Lors des obsèques, à la cathédrale d’Urakami, le maire de Nagasaki fait la lecture solennelle de trois cents messages de condoléances, en commençant par celui du Premier Ministre. À la fin de la cérémonie, la foule se met en route pour le cimetière, à un kilomètre et demi; la tête de la procession y parvient alors que la majeure partie n’a pas encore quitté la cathédrale. Takashi Nagaï est enterré à côté de Midori. Pour la tombe de celle-ci, il avait choisi comme épitaphe: Je suis la servante du Seigneur. Qu’il me soit fait selon votre parole (Lc 1, 38); pour la sienne: Nous sommes des serviteurs inutiles. Nous avons fait ce que nous devions faire (Lc 17, 10). Son influence s’est étendue grâce à ses livres (dès 1948, on les lisait partout au Japon) qui ont fourni une contribution remarquable à l’éducation sociale de ses concitoyens et à l’évangélisation de son pays.

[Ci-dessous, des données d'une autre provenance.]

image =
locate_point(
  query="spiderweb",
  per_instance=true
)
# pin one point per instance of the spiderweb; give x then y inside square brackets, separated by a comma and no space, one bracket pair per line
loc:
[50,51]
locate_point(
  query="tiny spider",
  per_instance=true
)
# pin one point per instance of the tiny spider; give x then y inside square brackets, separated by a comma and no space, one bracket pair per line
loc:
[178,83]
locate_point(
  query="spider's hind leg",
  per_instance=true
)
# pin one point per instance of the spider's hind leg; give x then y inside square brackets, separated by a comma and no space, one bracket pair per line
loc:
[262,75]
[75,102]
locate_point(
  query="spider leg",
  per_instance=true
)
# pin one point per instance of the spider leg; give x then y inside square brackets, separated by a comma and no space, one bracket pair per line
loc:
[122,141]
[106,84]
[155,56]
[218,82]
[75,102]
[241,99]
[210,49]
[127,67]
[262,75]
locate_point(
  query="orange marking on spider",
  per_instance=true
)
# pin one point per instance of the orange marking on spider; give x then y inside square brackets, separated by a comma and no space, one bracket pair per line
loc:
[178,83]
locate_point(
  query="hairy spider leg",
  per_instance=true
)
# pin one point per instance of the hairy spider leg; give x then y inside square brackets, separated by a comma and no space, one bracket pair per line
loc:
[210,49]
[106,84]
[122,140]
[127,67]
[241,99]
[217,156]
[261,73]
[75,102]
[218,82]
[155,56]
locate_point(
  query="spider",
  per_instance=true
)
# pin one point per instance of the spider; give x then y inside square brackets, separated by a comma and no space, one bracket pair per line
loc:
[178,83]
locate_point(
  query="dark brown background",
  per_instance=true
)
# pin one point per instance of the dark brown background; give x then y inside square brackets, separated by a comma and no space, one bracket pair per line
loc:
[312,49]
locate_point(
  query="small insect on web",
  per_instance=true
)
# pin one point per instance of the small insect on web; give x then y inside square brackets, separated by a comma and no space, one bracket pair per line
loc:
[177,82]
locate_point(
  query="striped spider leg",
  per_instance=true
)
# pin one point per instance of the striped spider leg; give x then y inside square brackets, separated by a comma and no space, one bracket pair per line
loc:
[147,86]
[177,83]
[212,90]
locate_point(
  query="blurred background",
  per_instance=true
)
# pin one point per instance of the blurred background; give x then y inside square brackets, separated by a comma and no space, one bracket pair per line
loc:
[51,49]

Demandons à la Très Sainte Vierge et à saint Joseph, pour nous et tous ceux qui nous sont chers, une vraie conversion, un amour du prochain poussé jusqu’au sacrifice suprême, et une sainte mort qui nous introduise dans le bonheur éternel du Ciel. Et confions la population digne et courageuse du Japon à Notre-Dame de Nagasaki, dont la statue de bois fut miraculeusement préservée du péril nucléaire, en 1945.